The Background Of A Courageous Soul:
Chennai based Preethi Ramadoss, completed her Engineering in Bioinformatics from SRM University in 2008. She then went on to obtain her Master's degree in Forensic Science from the University of Strathclyde. Later, in the year 2015, she started to pursue Doctor of Philosophy in Biomaterials from Anna University, Chennai. Ever since her childhood, Preethi was an inquisitive kid and she always looked for solutions to the constant day-to-day problems. She also loved pets but the family never had one fearing that they would make the house dirty. But Preethi's wish to embrace a pet came true in the form of Jessie, a stray dog, she and her mother let inside their house on one rainy day. It is this love for Jessie that made Preethi feel empathetic towards the unfed dogs in the Anna University campus. She started to feed them against the wish of a few professors there who raised serious objections. Brave Preethi wrote to the minister Maneka Gandhi who inturn ordered the University that they have no right to stop a student from feeding the animals. Though the university officials turned utterly upset with the girl writing to the minister, they had to eventually accept Preethi's work.

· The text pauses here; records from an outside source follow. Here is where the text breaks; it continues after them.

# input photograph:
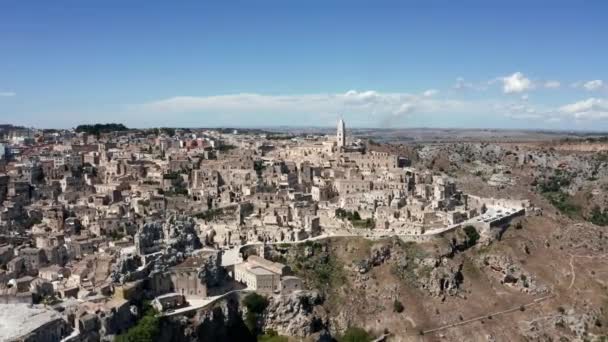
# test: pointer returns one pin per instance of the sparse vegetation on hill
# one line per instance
(255, 304)
(97, 129)
(355, 334)
(355, 219)
(146, 329)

This shows how brave this young soul is.
A Committed Researcher:
Preethi is not just doing her research by choosing a topic out of the suggestions provided by the guides. She had a vision in her mind that she wanted to develop. This animal lover and activist also thinks of the environment and this side of her led her to work upon the effects of the regular sanitary napkins on both humans and environment. She innovated plastic-free biodegradable sanitary napkin. She says that her sanitary napkins are made of cellulose derivatives. She used raw materials derived from plants, naturally occurring polysaccharides and polymers in developing the napkins that she says, degrade within just one month. Anna University's Crystal Growth Centre has tested the product on various parameters, including its liquid retention capacity and have found it to be efficient and eco-friendly. Professor Dr S Arivuoli, Preethi's supervisor said, "We had funding from the Department of Science and Technology initially. Now we are looking for investment that would help this project take wings,". For this innovative development that she took up in 2019, Preethi came to be called the "Padwoman".

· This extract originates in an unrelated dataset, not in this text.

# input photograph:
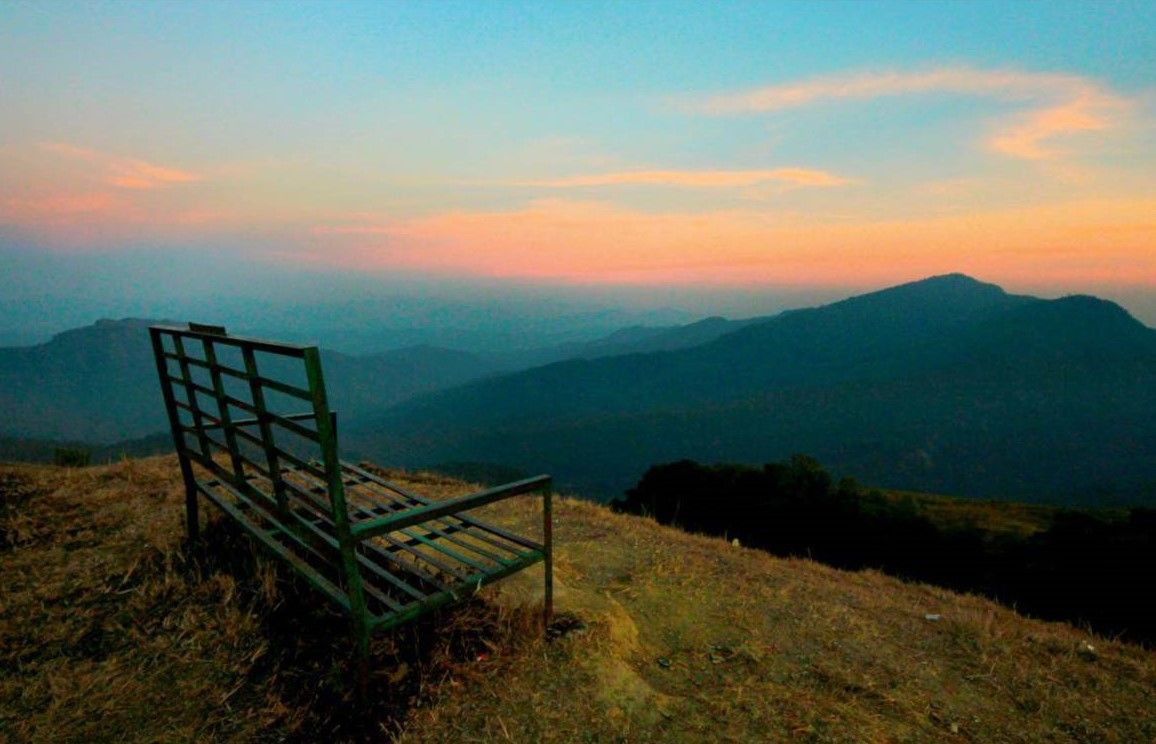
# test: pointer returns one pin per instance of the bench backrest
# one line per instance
(247, 411)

In the year 2020, Preethi came up with yet another incredibly useful innovation. This innovation helps the diabetic people not to suffer needle pokes every time they have to test their blood sugar levels. While we know that the diabetic people poke the tip of their finger and transfer the blood droplet to a strip which goes into a glucometer, there are a few causes of concern here. While poking is not so comfortable, on the other hand, the strips are also quite expensive and are made of non-biodegradable plastic. This is where Preethi's innovation comes as a saviour yet again. Preethi, along with her guide Dr. Arivouli has developed a biodegradable, self-adhesive semiconductor that dissolves into human sweat and accurately detects the sugar and alcohol levels in the blood. This discovery came up while Preethi was working on a super-absorbent to develop the biodegradable sanitary napkin. She discovered a material which she didn't want to throw away suspecting that it would be of some use. She kept it aside wishing to learn more about its properties. She found out that it's a semiconductor and further research on it revealed that it detects glucose very well and can be used to monitor the glucose levels. She also said that the material decomposes in 15 days. "It is a composite of a cellulose derivative, derived from plants and wood. This natural semiconductor is a very flexible and transparent film like Sellotape. Usually, semiconductors are toxic, despite being able to give good results. But this is a film-like material and is non-toxic," she explains. The strip can also be connected to a smartwatch, that would in turn show the reading. The researcher said that upon commercial manufacturing, this material can cut down the cost of glucometer by three quarters. "We are hopeful to get it commercially manufactured and develop a device to use it in the next month. The aim is to develop it in the Anna University lab," says Dr Arivouli. Preethi also ensured that her innovation is cruelty-free. They have tested the strip for biocompatibility for which they have cultured skin cells in the laboratory instead of using the regular fetal bovine serum to grow cells, for which pregnant cows are slaughtered. "I used blood serum from the blood bank, which was cheap too," she said. The material is also antibacterial and thus, it can be safely used on any sensitive skin without the risk of any infections.
A researcher with a sensitive eye for the environment and also towards the creatures around only can make innovations that offer a wholesome benefit. Preethi Ramadoss is one such very few researchers whose work is helping the people as well as the environment. We wish many more such constructive inventions take birth from her laboratory.